Care must be taken when reading delimited, bounded-length Varchar columns (Varchars with the length option set). By default, if the source file has fields with values longer than the maximum Varchar length, these extra characters will be silently truncated.

Starting with v7.01 the environment variable

$APT_IMPORT_REJECT_STRING_FIELD_OVERRUNS will direct DataStage to reject records with strings longer than their declared maximum column length.

Data Stage Transformer Usage Guidelines

Choosing Appropriate Stages

The parallel Transformer stage always generates “C” code which is then compiled to a parallel component. For this reason, it is important to minimize the number of transformers, and to use other stages (Copy, Filter, Switch, etc) when derivations are not needed.
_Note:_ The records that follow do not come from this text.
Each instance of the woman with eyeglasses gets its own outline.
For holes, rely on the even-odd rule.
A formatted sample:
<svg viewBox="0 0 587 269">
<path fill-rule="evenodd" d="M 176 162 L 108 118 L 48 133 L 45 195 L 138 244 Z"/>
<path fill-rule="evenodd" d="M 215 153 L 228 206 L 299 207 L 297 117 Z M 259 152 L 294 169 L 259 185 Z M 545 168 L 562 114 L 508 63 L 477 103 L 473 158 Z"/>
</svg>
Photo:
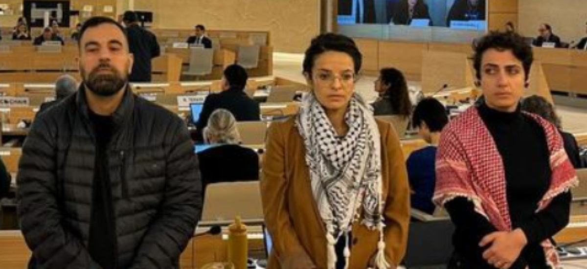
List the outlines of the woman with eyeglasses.
<svg viewBox="0 0 587 269">
<path fill-rule="evenodd" d="M 310 93 L 268 131 L 261 180 L 274 248 L 268 268 L 395 268 L 405 252 L 409 190 L 399 141 L 355 92 L 362 56 L 321 35 L 306 51 Z"/>
</svg>

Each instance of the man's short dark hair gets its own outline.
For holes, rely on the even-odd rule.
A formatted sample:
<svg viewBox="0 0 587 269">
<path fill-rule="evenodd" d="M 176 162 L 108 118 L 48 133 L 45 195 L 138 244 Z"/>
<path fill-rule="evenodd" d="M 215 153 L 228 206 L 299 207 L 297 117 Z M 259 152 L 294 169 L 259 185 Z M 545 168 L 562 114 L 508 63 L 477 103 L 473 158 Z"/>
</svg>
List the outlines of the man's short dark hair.
<svg viewBox="0 0 587 269">
<path fill-rule="evenodd" d="M 237 64 L 230 65 L 224 69 L 224 78 L 231 87 L 245 88 L 249 76 L 242 66 Z"/>
<path fill-rule="evenodd" d="M 527 97 L 522 100 L 521 105 L 521 108 L 522 110 L 538 114 L 538 116 L 554 124 L 557 128 L 561 127 L 561 118 L 556 115 L 554 106 L 544 97 L 538 95 Z"/>
<path fill-rule="evenodd" d="M 103 24 L 116 25 L 116 27 L 118 27 L 118 29 L 120 29 L 120 32 L 122 32 L 123 35 L 124 35 L 124 39 L 126 41 L 126 43 L 129 43 L 129 39 L 126 36 L 126 30 L 124 29 L 124 28 L 120 23 L 108 17 L 95 16 L 90 18 L 82 25 L 82 28 L 79 29 L 79 36 L 77 37 L 77 46 L 79 46 L 81 45 L 82 37 L 83 36 L 83 34 L 86 33 L 87 28 L 96 27 Z"/>
<path fill-rule="evenodd" d="M 420 100 L 416 106 L 411 117 L 414 126 L 419 127 L 422 126 L 422 122 L 424 122 L 430 132 L 440 132 L 448 123 L 444 106 L 433 97 Z"/>
<path fill-rule="evenodd" d="M 326 33 L 312 39 L 310 46 L 306 49 L 303 62 L 302 63 L 303 73 L 311 75 L 316 58 L 327 51 L 336 51 L 348 55 L 353 59 L 355 73 L 359 73 L 363 58 L 355 41 L 345 35 Z"/>
<path fill-rule="evenodd" d="M 122 15 L 122 21 L 128 22 L 136 22 L 139 21 L 139 16 L 134 11 L 126 11 Z"/>
<path fill-rule="evenodd" d="M 481 79 L 481 62 L 483 53 L 490 49 L 498 51 L 511 51 L 514 56 L 522 62 L 525 79 L 528 80 L 530 67 L 534 59 L 532 48 L 524 41 L 524 38 L 517 33 L 498 31 L 490 32 L 481 38 L 475 46 L 473 66 L 477 79 Z"/>
</svg>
The Copy stage should be used instead of a Transformer for simple operations including:
Job Design placeholder between stages (unless the Force option =true, EE will optimize this out at runtime)
Renaming Columns
Dropping Columns
Default Type Conversions

Note that rename, drop (if runtime column propagation is disabled), and default type conversion can also be performed by the output mapping tab of any stage

NEVERuse the “BASIC Transformer” stage in large-volume job flows. Instead, user-defined functions and routines can expand parallel Transformer capabilities.

Consider, if possible, implementing complex derivation expressions using regular patterns by Lookup tables instead of using a Transformer with nested derivations.

For example, the derivation expression:

If A=0,1,2,3 Then B=”X” If A=4,5,6,7 Then B=”C”

Could be implemented with a lookup table containing values for column A and corresponding values of column B.

Optimize the overall job flow design to combine derivations from multiple Transformers into a single Transformer stage when possible.

In v7 and later, the Filter and/or Switch stages can be used to separate rows into multiple output links based on SQL-like link constraint expressions.

In v7 and later, the Modify stage can be used for non-default type conversions, null handling, and character string trimming.

Buildops should be used instead of Transformers in the handful of scenarios where complex reusable logic is required, or where existing Transformer-based job flows do not meet performance requirements.

Transformer NULL Handling and Reject Link

When evaluating expressions for output derivations or link constraints, the Transformer will reject (through the reject link indicated by a dashed line) any row that has a NULL value used in the expression. To create a Transformer reject link in DataStage Designer, right-click on an output link and choose “Convert to Reject”.

The Transformer rejects NULL derivation results because the rules for arithmetic and string handling of NULL values are by definition undefined. For this reason, always test for null values before using a column in an expression, for example:

If ISNULL(link.col) Then… Else…

Note that if an incoming column is only used in a pass-through derivation, the Transformer will allow this row to be output. DataStage release 7 enhances this behavior by placing warnings in the log file when discards occur.

Transformer Derivation Evaluation

Output derivations are evaluated BEFORE any type conversions on the assignment. For example, the PadString function uses the length of the source type, not the target. Therefore, it is important to make sure the type conversion is done before a row reaches the Transformer.

For example, TrimLeadingTrailing(string) works only if string is a VarChar field. Thus, the incoming column must be type VarChar before it is evaluated in the Transformer.

Conditionally Aborting Jobs

The Transformer can be used to conditionally abort a job when incoming data matches a specific rule. Create a new output link that will handle rows that match the abort rule. Within the link constraints dialog box, apply the abort rule to this output link, and set the “Abort After Rows” count to the number of rows allowed before the job should be aborted .

Since the Transformer will abort the entire job flow immediately, it is possible that valid rows will not have been flushed from Sequential File (export) buffers, or committed to database tables. It is important to set the Sequential File buffer flush or database commit parameters.